I argue in previous articles that testing disaster recovery is the most important and difficult work a service provider can show to a potential cloud client. Hence, testing a disaster recovery plan is a very high priority. Also, it just happens that the information collected for disaster recovery is a superset of the information necessary for porting your main web applications to the cloud service provider. Thorough analysis of each application shows the service provider how to port and test them in the cloud. It tests the basic applications in the cloud service provider's configuration (what is needed for all ten applications) and also the additional functionality needed for a successful disaster recovery of those same applications.
More importantly, the diagnostic helps determine what functionality was required for input into a SLA (Service Level Agreement) between a company and its cloud service provider. The accurate creation of the SLA is another end goal of the analysis. How does one gain confidence that the SLA covers all the various types of failure by the service provider? What should be analyzed first? Performance metrics are still needed for each supported application. Here are some other questions that need to be answered in order to properly come up with the performance metrics.
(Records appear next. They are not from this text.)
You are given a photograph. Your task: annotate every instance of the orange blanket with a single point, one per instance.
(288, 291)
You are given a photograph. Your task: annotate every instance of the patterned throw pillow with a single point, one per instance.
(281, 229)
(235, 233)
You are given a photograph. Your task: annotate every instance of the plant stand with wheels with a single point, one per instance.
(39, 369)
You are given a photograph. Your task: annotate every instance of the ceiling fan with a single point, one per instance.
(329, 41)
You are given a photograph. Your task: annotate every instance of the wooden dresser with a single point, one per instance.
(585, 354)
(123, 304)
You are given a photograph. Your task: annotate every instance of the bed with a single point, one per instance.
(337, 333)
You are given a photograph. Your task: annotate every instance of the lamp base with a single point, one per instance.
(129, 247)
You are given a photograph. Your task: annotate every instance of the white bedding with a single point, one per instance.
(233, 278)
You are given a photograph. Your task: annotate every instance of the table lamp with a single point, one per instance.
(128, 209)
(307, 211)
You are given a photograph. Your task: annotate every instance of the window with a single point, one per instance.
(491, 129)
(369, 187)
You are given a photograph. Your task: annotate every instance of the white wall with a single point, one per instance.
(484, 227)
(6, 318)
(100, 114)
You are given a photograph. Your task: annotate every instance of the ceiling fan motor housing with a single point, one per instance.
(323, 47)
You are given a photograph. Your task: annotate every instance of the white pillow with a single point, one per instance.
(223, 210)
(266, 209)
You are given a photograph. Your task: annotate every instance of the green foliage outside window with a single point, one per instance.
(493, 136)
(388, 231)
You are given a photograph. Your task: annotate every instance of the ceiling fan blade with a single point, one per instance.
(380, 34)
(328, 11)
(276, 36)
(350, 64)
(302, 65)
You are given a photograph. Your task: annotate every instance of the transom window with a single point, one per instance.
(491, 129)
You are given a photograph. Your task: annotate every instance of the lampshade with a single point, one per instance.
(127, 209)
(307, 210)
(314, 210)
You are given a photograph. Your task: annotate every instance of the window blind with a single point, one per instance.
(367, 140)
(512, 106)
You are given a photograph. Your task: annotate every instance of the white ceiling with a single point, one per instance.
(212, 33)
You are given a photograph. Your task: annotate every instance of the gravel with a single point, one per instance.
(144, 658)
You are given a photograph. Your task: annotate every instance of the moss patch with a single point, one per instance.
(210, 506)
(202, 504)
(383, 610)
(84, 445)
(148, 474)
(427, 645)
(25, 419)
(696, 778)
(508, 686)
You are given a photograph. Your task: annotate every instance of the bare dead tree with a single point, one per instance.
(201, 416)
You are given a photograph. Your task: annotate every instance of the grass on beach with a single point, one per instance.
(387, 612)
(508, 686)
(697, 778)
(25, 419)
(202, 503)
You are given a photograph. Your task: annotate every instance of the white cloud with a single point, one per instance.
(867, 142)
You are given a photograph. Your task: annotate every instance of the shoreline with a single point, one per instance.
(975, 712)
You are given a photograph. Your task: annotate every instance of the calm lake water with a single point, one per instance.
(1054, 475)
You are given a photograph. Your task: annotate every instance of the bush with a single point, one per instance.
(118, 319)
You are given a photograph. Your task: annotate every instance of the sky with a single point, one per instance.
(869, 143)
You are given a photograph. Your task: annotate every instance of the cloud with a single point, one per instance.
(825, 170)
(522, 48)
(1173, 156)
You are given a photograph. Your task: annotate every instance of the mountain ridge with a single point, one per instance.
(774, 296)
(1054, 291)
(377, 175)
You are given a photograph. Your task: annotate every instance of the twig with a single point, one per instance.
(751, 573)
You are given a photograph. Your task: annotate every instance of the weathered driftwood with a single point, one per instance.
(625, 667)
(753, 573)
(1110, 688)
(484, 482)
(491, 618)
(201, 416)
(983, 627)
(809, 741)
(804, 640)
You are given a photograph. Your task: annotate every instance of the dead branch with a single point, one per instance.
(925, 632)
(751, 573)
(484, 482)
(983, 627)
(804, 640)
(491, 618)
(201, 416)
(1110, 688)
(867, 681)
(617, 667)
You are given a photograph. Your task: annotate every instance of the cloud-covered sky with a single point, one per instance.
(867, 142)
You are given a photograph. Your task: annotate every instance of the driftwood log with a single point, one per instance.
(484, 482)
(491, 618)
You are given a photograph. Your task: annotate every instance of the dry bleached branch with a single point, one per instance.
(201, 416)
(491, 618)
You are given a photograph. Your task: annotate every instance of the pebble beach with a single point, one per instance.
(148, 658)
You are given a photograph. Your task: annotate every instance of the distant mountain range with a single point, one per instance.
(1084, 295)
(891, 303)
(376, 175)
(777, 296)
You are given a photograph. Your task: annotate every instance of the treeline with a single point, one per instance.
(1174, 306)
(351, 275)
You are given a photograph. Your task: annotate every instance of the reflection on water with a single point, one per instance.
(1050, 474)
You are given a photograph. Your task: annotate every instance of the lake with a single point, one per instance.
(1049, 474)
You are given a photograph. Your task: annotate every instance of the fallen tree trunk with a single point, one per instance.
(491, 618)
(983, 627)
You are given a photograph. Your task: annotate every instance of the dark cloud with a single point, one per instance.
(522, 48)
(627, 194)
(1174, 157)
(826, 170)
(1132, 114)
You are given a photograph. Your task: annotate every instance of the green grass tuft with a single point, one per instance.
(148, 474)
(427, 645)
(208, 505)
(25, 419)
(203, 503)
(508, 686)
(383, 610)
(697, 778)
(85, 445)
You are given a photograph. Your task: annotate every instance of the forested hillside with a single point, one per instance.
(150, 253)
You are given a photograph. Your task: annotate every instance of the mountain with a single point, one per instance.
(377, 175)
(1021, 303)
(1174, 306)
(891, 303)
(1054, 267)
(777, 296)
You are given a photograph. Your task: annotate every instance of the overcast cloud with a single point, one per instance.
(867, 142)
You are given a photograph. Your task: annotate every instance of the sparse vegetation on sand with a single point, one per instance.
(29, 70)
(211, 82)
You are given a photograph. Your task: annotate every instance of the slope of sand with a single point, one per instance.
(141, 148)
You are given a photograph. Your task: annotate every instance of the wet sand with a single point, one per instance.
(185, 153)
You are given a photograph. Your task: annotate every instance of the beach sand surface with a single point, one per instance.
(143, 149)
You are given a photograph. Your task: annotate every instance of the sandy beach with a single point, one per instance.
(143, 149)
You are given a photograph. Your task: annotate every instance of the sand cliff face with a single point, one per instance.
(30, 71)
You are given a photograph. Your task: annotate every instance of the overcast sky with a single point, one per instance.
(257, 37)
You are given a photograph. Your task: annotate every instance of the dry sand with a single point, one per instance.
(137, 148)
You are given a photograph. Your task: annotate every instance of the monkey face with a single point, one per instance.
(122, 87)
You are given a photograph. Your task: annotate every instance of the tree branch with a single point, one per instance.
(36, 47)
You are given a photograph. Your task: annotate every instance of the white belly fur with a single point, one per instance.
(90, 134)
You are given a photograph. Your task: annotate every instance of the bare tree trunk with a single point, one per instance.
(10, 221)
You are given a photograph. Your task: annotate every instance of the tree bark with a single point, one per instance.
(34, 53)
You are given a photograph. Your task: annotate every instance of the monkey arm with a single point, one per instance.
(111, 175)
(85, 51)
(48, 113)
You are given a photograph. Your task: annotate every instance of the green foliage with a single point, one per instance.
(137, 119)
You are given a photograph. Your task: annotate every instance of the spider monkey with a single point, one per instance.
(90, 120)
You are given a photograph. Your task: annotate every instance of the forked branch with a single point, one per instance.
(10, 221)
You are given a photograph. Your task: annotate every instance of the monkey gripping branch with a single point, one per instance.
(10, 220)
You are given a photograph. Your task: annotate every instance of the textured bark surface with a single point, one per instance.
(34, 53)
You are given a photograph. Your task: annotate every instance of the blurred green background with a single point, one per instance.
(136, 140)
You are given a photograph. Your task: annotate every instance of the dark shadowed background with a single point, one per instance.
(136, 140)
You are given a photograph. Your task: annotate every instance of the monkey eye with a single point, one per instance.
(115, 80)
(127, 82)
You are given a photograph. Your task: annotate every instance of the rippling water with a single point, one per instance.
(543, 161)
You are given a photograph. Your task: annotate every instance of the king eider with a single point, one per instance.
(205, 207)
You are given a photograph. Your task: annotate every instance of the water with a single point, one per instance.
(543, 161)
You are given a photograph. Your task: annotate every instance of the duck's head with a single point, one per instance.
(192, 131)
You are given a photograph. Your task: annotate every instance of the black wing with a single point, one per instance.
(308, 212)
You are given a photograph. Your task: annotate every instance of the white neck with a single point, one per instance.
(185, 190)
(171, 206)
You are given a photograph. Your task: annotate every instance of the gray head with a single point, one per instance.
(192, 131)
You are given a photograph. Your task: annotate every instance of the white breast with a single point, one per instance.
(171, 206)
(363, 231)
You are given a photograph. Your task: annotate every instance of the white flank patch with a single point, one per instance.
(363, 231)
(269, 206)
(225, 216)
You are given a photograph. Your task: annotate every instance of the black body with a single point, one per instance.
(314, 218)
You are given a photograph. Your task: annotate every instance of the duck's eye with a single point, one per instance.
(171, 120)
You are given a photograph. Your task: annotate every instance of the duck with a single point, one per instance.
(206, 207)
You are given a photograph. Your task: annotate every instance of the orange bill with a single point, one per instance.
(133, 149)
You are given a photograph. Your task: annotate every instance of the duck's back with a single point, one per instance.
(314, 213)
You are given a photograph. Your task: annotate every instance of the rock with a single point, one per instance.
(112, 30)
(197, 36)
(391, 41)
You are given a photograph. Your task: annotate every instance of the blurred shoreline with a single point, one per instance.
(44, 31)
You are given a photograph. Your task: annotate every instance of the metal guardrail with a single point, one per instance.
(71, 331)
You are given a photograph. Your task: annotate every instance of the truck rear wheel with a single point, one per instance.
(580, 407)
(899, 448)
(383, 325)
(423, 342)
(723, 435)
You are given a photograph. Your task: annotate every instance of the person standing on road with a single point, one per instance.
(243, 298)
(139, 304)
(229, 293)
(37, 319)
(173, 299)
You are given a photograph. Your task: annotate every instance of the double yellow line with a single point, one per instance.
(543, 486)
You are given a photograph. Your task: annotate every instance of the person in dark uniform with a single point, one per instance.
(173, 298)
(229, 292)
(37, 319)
Again this is a representative list; it is not necessarily complete.
* What is the web browser application's best user response type?
* What is the web browser application's response time under load (20% concurrent users)?
* For each application's components in each cloud layer, how long will component failure need to recover?
* Will component failure impact a given application's browser experience?
* If total data center disaster occurs, how long will recovery take?
* What is the application cost for each different type of failure?
* Will any potential income will be lost for each application?
* What are the reputation (brand) costs associated with the failure of this application?
* What probability is there of a lawsuit if an application fails?
Lastly, a grid of information, a row per application, should be inserted into the SLA. In the SLA, each application should have functionality requirements, performance metrics and financial penalties for the various types of downtime errors. Note the service provider is not required to deploy an identical architecture with the same products and software with models and releases as the client's architecture. The providers must meet similar functionality and response times. Areas of architectural risk should also be noted in the SLA. For example: the database product in the PaaS layer may only be one vendor. A weakness in the database vendor's release of software could impact all the applications that use the given database, a systemic risk. This should be noted and the cost of downtime calculated. The cost of brand loss (if the application has public confidential data) and potential lawsuits should also be included in the SLA for each application.
In summary, a diagnostic can be used to analyze critical web-based corporate applications for a corporation considering putting their applications in a provider's cloud. The provider need not use the same architecture or products but it must meet the SLA for each application. Besides the diagnostic questions some performance data for each web application needs to be collected so that the SLA can be complete.